Verso la metà degli anni Cinquanta del secolo scorso, soprattutto durante l’estate, le vie di Cremona erano teatro del quotidiano gioco degli incontri e del continuo commercio della gente, ma, quando si partiva in auto per qualche destinazione vicina o lontana lasciandosi alle spalle la città, la vivacità dell’ambiente urbano lasciava posto alla solitudine. Dopo qualche chilometro, finite le case, lo sguardo prendeva d’infilata un ambiente composto soltanto dal grigio dell’asfalto e da distese di verde disseminate di alberi e coltivi. Il traffico era scarsissimo e anche in pieno giorno la strada era deserta. Per vincere l’inquietudine dei luoghi solitari, il guidatore sperava di incrociare qualche veicolo o di scorgere qualcuno al lavoro nei campi. Quell’atmosfera di vuoto dava, anche per piccoli trasferimenti, la triste sensazione del lungo viaggio che allontana da casa, dalle radici, dai volti familiari. Nello spostarsi da una località all’altra, pur con un percorso di pochi chilometri, lo stato d’animo diventava attento e vigile, preparato ad affrontare l’ignoto.

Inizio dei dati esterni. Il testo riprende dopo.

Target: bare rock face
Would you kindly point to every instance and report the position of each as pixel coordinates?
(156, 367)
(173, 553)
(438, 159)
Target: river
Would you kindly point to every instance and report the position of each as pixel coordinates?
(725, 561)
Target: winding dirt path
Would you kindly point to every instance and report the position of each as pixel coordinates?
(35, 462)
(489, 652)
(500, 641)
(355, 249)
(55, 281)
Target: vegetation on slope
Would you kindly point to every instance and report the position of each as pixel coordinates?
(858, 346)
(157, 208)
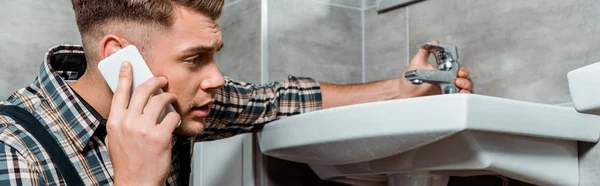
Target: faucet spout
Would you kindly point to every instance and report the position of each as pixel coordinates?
(447, 60)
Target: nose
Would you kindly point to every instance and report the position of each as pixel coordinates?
(215, 79)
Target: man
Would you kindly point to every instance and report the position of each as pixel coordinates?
(111, 139)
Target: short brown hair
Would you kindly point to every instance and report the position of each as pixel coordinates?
(93, 15)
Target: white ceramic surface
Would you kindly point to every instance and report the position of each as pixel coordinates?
(458, 134)
(584, 86)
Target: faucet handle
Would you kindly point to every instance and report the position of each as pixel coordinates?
(446, 56)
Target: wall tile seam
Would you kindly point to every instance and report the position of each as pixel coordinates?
(231, 3)
(338, 5)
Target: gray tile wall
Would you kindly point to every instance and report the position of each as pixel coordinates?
(386, 52)
(515, 49)
(240, 56)
(313, 39)
(29, 29)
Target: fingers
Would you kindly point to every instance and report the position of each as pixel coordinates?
(463, 83)
(142, 93)
(120, 99)
(463, 72)
(170, 123)
(157, 104)
(423, 54)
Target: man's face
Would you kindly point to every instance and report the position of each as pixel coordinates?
(184, 54)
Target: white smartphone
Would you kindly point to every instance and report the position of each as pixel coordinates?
(111, 66)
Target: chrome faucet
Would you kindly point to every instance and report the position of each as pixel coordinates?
(447, 60)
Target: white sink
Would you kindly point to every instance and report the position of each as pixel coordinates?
(414, 141)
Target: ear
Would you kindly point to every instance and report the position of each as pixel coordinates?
(111, 44)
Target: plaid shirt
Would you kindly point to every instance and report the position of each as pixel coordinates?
(80, 130)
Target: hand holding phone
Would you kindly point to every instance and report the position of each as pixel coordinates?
(110, 68)
(139, 144)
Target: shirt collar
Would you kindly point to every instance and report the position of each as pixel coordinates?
(62, 64)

Con il passare degli anni la solitudine e l’inquietudine del viaggio erano andate crescendo con l’inaugurazione dell’Autostrada del Sole, avvenuta nel 1963. Lungo il tratto Bologna-Firenze, imponenti viadotti, alzati per unire una collina all’altra, si ergevano a strapiombo sulle vallate sottostanti. Capitava di percorrere quella novantina di chilometri in totale solitudine. Fino a Bologna il doppio nastro d’asfalto era un lungo rettilineo, ma da Sasso Marconi a Firenze zigzagava immergendosi nel verde della vegetazione e penetrando in buie gallerie.
Con il passare dei chilometri, però, lo stato d’animo poteva cambiare. Percorrere a velocità sempre più elevata brevi rettilinei, affrontando i curvoni che ne stabilivano inizio e fine, con l’intera sede autostradale pressoché libera, generava un’atmosfera esaltante. Carlo, uno studente iscritto alla facoltà di Medicina, all’euforia della guida aggiungeva l’ansia di arrivare a Firenze dove avrebbe incontrato una compagna di liceo, Isabella che, rimasta incinta al primo anno di Università, si era sposata e viveva con il marito nella città di Dante.
Col passare dei chilometri, però, il paesaggio appenninico, pur attraente, finiva per lasciare ampio spazio alla fantasia del ragazzo che guidava la sua Renault R8 color acqua marina e che indugiava nel vero scopo del viaggio, che era quello di avviare una relazione sentimentale e anche carnale con Isabella, iscritta alla Facoltà di Architettura di Firenze, che, nonostante avesse quasi due anni in più, era di tale avvenenza da far superare il pregiudizio, all’epoca in vigore, che, nella coppia, la donna non dovesse avere più anni dell’uomo. Non era dotata di una grande intelligenza, pur essendo in regola con gli esami, ma era simpatica e il suo modo di fare era di quelli che illudono gli ingenui che cascano nella trappola di paradisi artificiali.
Nel silenzio del lungo viaggio, Carlo ripassava mentalmente una poesia che, per fare colpo sull’amica, aveva scritto, e, in tema col viaggio, l’aveva intitolata “Autostrada del Sole”. Ma, forse per l’emozione, poiché ricordava soltanto questi pochi versi: “…Guida appoggiandoti al grembo di lei/non è forse il Sole che stavi rincorrendo, direi? per le mosche sul parabrezza è finita/Sei a Firenze e hai la coscienza pulita…” decise di lasciar perdere.
Arrivato a Firenze incontrò l’amica e siccome era l’imbrunire, passeggiando lungo alcuni vicoli quasi bui decise di giocare la carta del sentimento e le passò un braccio attorno alla vita. Lei fece finta di non accorgersi continuando a camminare e favorendo l’illusione. Carlo, ormai sicuro della riuscita, preparava l’attacco con ottimistico entusiasmo. Stava per abbracciarla e per darle il bacio sulla bocca, ma quell’entusiasmo se lo ricorderà a lungo. Quando avvicinò la bocca, lei si divincolò e allungando il passo si diresse verso casa. Carlo, come risvegliato nel mezzo di un incubo, ebbe il tempo di sentirla gridare: “Ma sono una donna sposata!” e di vederla sparire.